Искорки вспыхнули в глубине ее голубых глаз.
– На протяжении многих веков ассасины и тамплиеры ведут войну. Я намерена изменить положение вещей.
Это было почти забавно.
– Правильно, – с преувеличенной серьезностью сказал Кэл. – Я совсем забыл. Мы все здесь боремся с агрессией.
Они смотрели друг другу в глаза, и черный юмор Кэла перерос в настоящую злость. Однако он сумел сохранить самообладание.
– Не уверен, что мне нравятся твои методы. И не уверен, что мне нравятся тамплиеры.
Его слова каким-то образом уязвили Софию.
– Я ученый, – напомнила София.
– Меня здесь лечат от склонности к насилию. – Кэл покачал головой и печально добавил: – А кто вылечит тебя?
– Я пытаюсь создать общество без преступности. Мы можем удалить агрессию из генома человека, но для этого нам нужно Яблоко. Нам только кажется, что мы сами делаем тот или иной выбор, но на самом деле он обусловлен нашим прошлым.
– Ты видишь то, что хочешь видеть. Тюрьмы переполнены такими, как я, а такие, как ты, загоняют нас туда.
София непонимающе посмотрела на него.
Кэл был тем, кем он был. А она этого не видела. Доктор София Риккин, ученый, пыталась быть с ним открытой и честной, как любой на ее месте. Но, как и большинство умных людей, она была склонна к самообману или по меньшей мере старалась оставаться в счастливом неведении. София свято верила в то, что делала, и ее взгляд умолял Кэла тоже поверить в это.
Кэл больше не злился. Ему было ее просто жалко.
Он взялся за колеса своего кресла, развернулся и, уже направляясь обратно в свой бокс, сказал ей на прощание:
– Думаю, ты упускаешь что-то важное.
Глава 17
София не обманула Кэла. Паралич был кратковременным. Через два часа он снова был на ногах, а инвалидное кресло без дела стояло у кровати. Оставались лишь смутные покалывания в ногах, но санитары заверили, что и это быстро пройдет. На самом деле Кэл был даже рад этим покалываниям, после того как долгое время вообще не чувствовал своих ног.
Он провел пальцем по подвеске, поднял голову и привычно посмотрел на стеклянную стену своей спартанской комнаты. За стеной произошли глобальные перемены – там не было охранников, прежде не сводивших с него глаз. Только его собственное отражение в стекле смотрело на него. Но когда Кэл присмотрелся к нему, взгляд отражения стал наряженным и на голове проявились смутные очертания капюшона.
Агилар де Нерха смотрел на него, и Каллум Линч улыбнулся.
И теперь ассасин стоял рядом с ним, он не нападал неожиданно сзади, не обнажал одним ловким движением острые клинки, спрятанные в наручах. Он резко выкрикнул и принял стойку, начал совершать движения, словно отражая удары невидимого противника. Кэл повторял вслед за ним его движения. Учился.
Тренировался.
Алану Риккину не нравилось, как его дочь вела это дело. София действовала слишком откровенно, пытаясь убедить Линча довериться тамплиерам и добровольно войти в «Анимус», чтобы помочь им найти Артефакт.
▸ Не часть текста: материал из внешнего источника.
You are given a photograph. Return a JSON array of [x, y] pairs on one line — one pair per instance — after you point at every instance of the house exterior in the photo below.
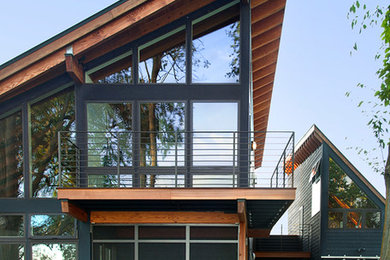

Это, конечно, полнейшая глупость. София, несомненно, была блестящим ученым и во всем, что касалось «Анимуса» и его воздействия на мозг человека, разбиралась лучше его. Но он, Алан Риккин, хорошо знал людей и особенно ассасинов. Следует признать, среди ассасинов были и такие, кто менял окраску и заключал союз с орденом тамплиеров. Но в целом эти гнусные отродья слишком упрямы или «честны», чтобы проявить колебания. Во время регрессии он видел то же, что и София, и понял, что Агилар де Нерха – в отличие от Батиста и Дункана Уолпола – никогда не изменит братству, в его случае гены сработают на все сто процентов.
Каллум Линч может увлечься красотой и мягким обращением дочери. Ему даже может показаться, что он хочет излечиться от склонности к насилию.
Но Алан Риккин заранее знал, чем это кончится.
Сейчас он стоял в кабинете и смотрел на монитор вместе с Макгоуэном, который только что попросил его включить камеры слежения в боксе Линча. Они молча наблюдали, как Каллум Линч, потомок ассасина, упражняется в боевых искусствах, необходимых ему для единственной цели – убивать тамплиеров.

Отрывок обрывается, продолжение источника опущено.